Tim Willits; id Software Studio Director
"We believe the work/life balance is really important. This is all through Bethesda. What we do is we have major checkpoints throughout the production of a game to ensure that we are in scope, that we are on schedule, and that we have the right resources. And then at these points throughout development, if we find that something gets out of whack, 'Uh oh, the scope's too big; we don't have the resources' then we can make these adjustments. And that's really important. Bethesda does a really good job with these major milestone check-ins. And then we have all the stakeholders at the publishing level that review, 'how are you, where are you' and we work with HR; we have a great PTO policy, in my opinion. Our managers also have some flexibility. If someone works a little extra here, they give them a little extra off over there. So I do think we have a good balance where we've been able to avoid some major problems."

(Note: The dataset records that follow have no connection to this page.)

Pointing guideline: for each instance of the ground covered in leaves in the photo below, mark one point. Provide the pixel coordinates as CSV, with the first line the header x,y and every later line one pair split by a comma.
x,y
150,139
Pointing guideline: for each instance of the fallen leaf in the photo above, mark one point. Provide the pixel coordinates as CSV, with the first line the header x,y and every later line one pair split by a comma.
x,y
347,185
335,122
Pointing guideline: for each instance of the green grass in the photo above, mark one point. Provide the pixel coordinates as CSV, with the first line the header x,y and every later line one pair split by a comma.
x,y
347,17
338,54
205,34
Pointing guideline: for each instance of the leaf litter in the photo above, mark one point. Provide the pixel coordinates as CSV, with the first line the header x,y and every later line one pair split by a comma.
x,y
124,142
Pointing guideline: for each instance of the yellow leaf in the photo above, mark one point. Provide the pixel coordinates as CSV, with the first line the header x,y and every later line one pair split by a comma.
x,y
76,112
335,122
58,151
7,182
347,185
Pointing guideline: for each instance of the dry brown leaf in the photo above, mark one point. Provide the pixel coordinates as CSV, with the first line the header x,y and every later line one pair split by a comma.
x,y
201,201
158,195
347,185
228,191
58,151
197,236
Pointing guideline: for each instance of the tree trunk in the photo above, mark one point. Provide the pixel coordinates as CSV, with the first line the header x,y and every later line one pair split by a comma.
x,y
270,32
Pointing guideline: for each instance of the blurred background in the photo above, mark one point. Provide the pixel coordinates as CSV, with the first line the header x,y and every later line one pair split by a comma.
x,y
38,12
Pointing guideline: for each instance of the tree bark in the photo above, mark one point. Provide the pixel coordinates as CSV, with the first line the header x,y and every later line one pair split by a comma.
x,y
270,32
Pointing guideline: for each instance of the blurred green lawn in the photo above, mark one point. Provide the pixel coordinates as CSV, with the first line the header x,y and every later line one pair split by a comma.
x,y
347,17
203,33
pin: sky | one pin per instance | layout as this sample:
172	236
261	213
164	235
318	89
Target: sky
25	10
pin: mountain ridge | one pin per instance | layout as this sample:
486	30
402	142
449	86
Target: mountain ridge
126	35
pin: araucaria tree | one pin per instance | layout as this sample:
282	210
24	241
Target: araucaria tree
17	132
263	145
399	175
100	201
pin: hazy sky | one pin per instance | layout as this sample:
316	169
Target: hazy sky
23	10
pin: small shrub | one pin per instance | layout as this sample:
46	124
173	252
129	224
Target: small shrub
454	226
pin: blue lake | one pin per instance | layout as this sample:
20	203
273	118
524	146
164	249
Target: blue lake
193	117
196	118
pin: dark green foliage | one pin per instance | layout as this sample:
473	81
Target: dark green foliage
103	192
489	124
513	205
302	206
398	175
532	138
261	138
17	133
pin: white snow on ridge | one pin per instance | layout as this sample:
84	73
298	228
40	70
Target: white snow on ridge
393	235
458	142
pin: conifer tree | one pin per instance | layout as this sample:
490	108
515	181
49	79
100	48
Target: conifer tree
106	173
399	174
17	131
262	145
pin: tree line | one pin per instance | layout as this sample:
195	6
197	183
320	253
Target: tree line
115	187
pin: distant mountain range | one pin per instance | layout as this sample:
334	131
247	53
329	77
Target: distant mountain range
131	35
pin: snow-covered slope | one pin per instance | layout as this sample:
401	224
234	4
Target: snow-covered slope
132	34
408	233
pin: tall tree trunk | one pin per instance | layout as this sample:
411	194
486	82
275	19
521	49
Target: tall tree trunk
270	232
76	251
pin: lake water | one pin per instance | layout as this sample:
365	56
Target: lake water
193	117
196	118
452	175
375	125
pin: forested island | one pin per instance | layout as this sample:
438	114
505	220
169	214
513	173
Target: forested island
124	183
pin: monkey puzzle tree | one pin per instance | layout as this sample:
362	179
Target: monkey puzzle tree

"We have very passionate employees but as someone who has been in this industry for a long time--I have triplets, I have a family. When you're at work, you work smart. You don't waste time watching YouTube videos at work. When you're home, you're with your kids and your family. This has been proven for so long. Employees become bad employees if they work too much. Working a 100-hour week, you mentally become so fatigued. You are less effective and less creative than working a good solid normal work week where you're productive is far better than a 100 hour week when you're not. It's been proven time and time again; [working long hours for extended periods of time] does not help."
Matt Firor; Game Director ZeniMax Online Studios
"I'm never going to hold us up as perfect but we let the teams determine what they're going to do per update. Because, yes, every 12 weeks sounds like it's a treadmill, but we know there is going to be an update 12 weeks later. So we don't have to cram everything in to so it really lets us schedule out what we want to do. And again, we're not perfect, but we've hard a very stable group of people for a long time. We have lots of 10-year anniversaries every group meeting. So I think we're doing pretty good."